Investigating the roles of Arabidopsis STIC1 and STIC2 in chloroplast protein transport

Lead Research Organisation: University of Oxford
Department Name: Plant Sciences

Abstract

Chloroplasts and mitochondria are normal components of many cells - they are sub-cellular structures called organelles. Interestingly, these two organelles evolved from bacteria that were engulfed by other cells over a billion years ago, and in many ways they still resemble free-living bacteria. Chloroplasts are found in plant cells, contain the green pigment chlorophyll, and are responsible for the reactions of photosynthesis (the process that captures sunlight energy and uses it to make sugars). As photosynthesis is the only significant mechanism of energy-input into the living world, chloroplasts are of inestimable importance, not just to plants but to all life on Earth. Chloroplasts are also important in many other ways, as they play essential roles in the synthesis of oils, proteins and starch.
Although chloroplasts do contain DNA (a relic from their evolutionary past as free-living photosynthetic bacteria), and so can make some of their own proteins, >90% of the 3000 proteins needed to build a fully-functional chloroplast are encoded on DNA in the cell nucleus. Thus, most chloroplast proteins are made outside of the organelle in the cellular matrix known as the cytosol. As chloroplasts are each surrounded by a double membrane, or envelope, that is impervious to the passive movement of proteins, this presents a significant problem. To overcome the problem, chloroplasts evolved a sophisticated protein import apparatus, which uses energy (in the form of ATP) to drive the import of proteins from the cytosol. This import apparatus comprises two molecular machines: one in the outer envelope membrane called TOC (an abbreviation of "Translocon at the outer envelope of chloroplasts"), and another in the inner envelope membrane called TIC. Each machine is made up of several proteins which cooperate to ensure the efficiency of import. One of the features of the TIC machine is that it recruits a special class of proteins from the chloroplast interior, or stroma, called "chaperones". These stromal chaperones act like a motor as they use the energy from ATP to drive protein import.
We work on a model plant called Arabidopsis that has many advantages for research, such as an availability of numerous mutants (each one with a mutation in a specific gene). One such mutant plant, tic40, has a defect in a TIC gene such that chloroplast protein import does not work efficiently. Several years ago we identified other mutations called stic1 and stic2 (stic stands for "suppressor of tic40") which significantly improve protein import efficiency in tic40. Recently, we discovered which genes (and therefore which proteins) the stic mutations affect: STIC1 belongs to a family of well-known protein transport factors that were not previously thought to act in the chloroplast envelope, while STIC2 is related to a group of bacterial proteins of unknown function. Interestingly, we have shown that STIC2 can bind to STIC1, as well to stromal chaperones and the TIC machine.

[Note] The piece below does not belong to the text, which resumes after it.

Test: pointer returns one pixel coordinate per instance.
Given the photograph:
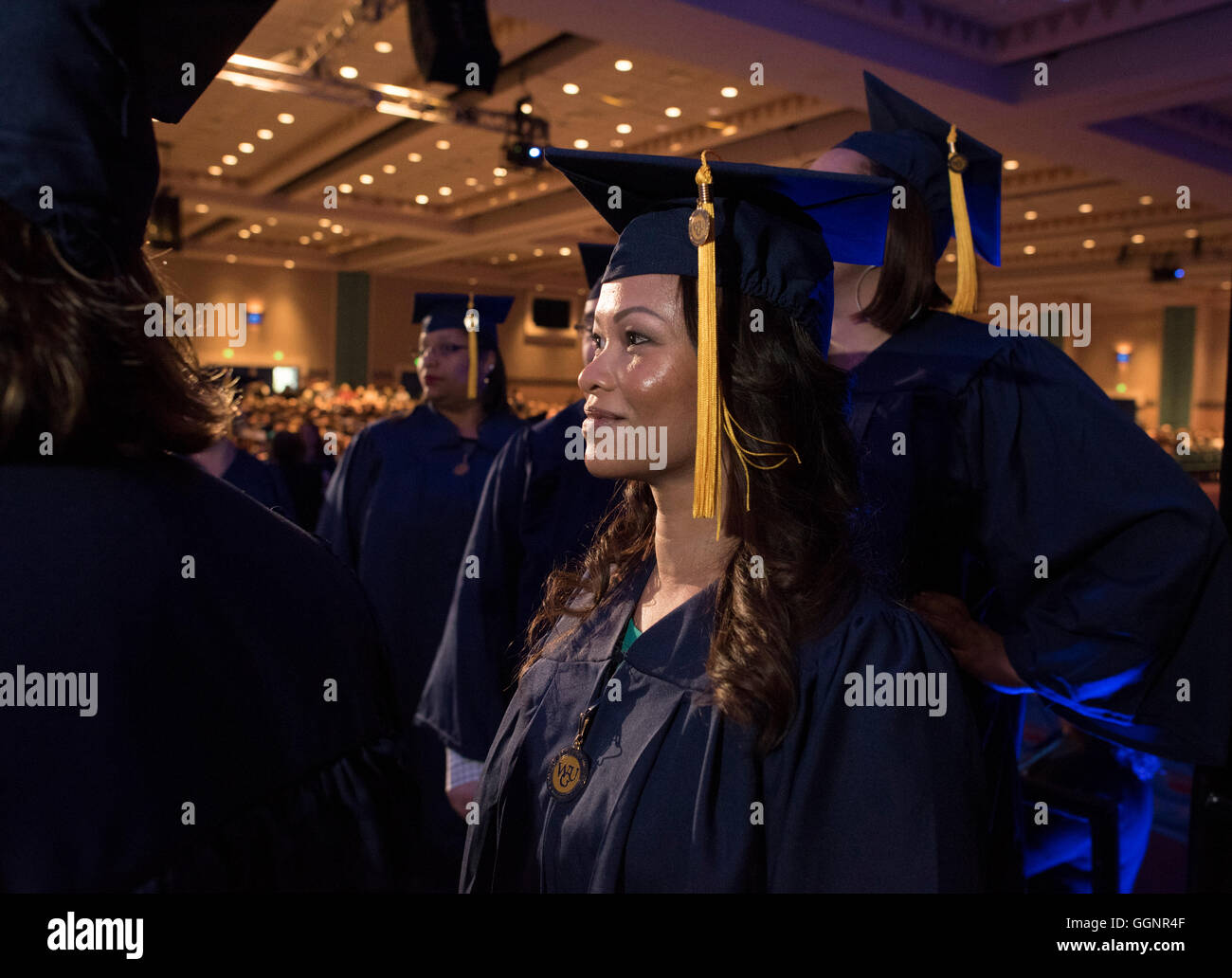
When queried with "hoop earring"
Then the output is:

Thus, we believe that STIC2 may be a new component of the aforementioned import motor. It may also help to guide newly-imported proteins from the TIC apparatus to their final destination, which is perhaps where STIC1 plays its role. We will do experiments to test these theories.
As chloroplasts carry out essential functions, and because protein import is essential for chloroplast development, it is not surprising that plants without a functional chloroplast protein import machinery are unable to survive (in fact, they die as embryos). Similarly, as we are all ultimately dependent upon plant products for survival, it follows that chloroplast protein import is essential on a global scale. As chloroplasts play major roles in the synthesis of many economically important products (e.g., oils, starch), a better understanding of how these organelles develop will enable us to enhance the productivity of crop plants or otherwise manipulate their products.

Technical Summary

Arabidopsis stic mutations suppress tic40, which disrupts chloroplast protein import motor function and inner envelope protein re-insertion. STIC1 belongs to a well-known family of protein transport factors while STIC2 is related to bacterial proteins of unknown function. STIC2 interacts with STIC1, stromal motor chaperones and Tic110; it may be a cochaperone in the motor and/or a stromal guidance factor linking the TIC to targets in destination membranes (e.g. STIC1). We will define the roles of STIC1/2.

1. Aforesaid STIC2 interactions were revealed by immunoprecipitation (IP) and BiFC. This work will be corroborated by in vitro pull-down and extended to include analyses of STIC1.

2. Further IP and TAP assays (and LC-MS/MS) will aim to identify new STIC1/2 partners.

3. Pilot YFP and subfractionation work showed that STIC2 is stromal, while STIC1 is mainly thylakoidal but possibly also in the envelope. We will test the hypothesis that some STIC1 is in the envelope in refined YFP/fractionation studies and by immunogold EM; if it is not, we will assess how loss of its thylakoid function might suppress tic40.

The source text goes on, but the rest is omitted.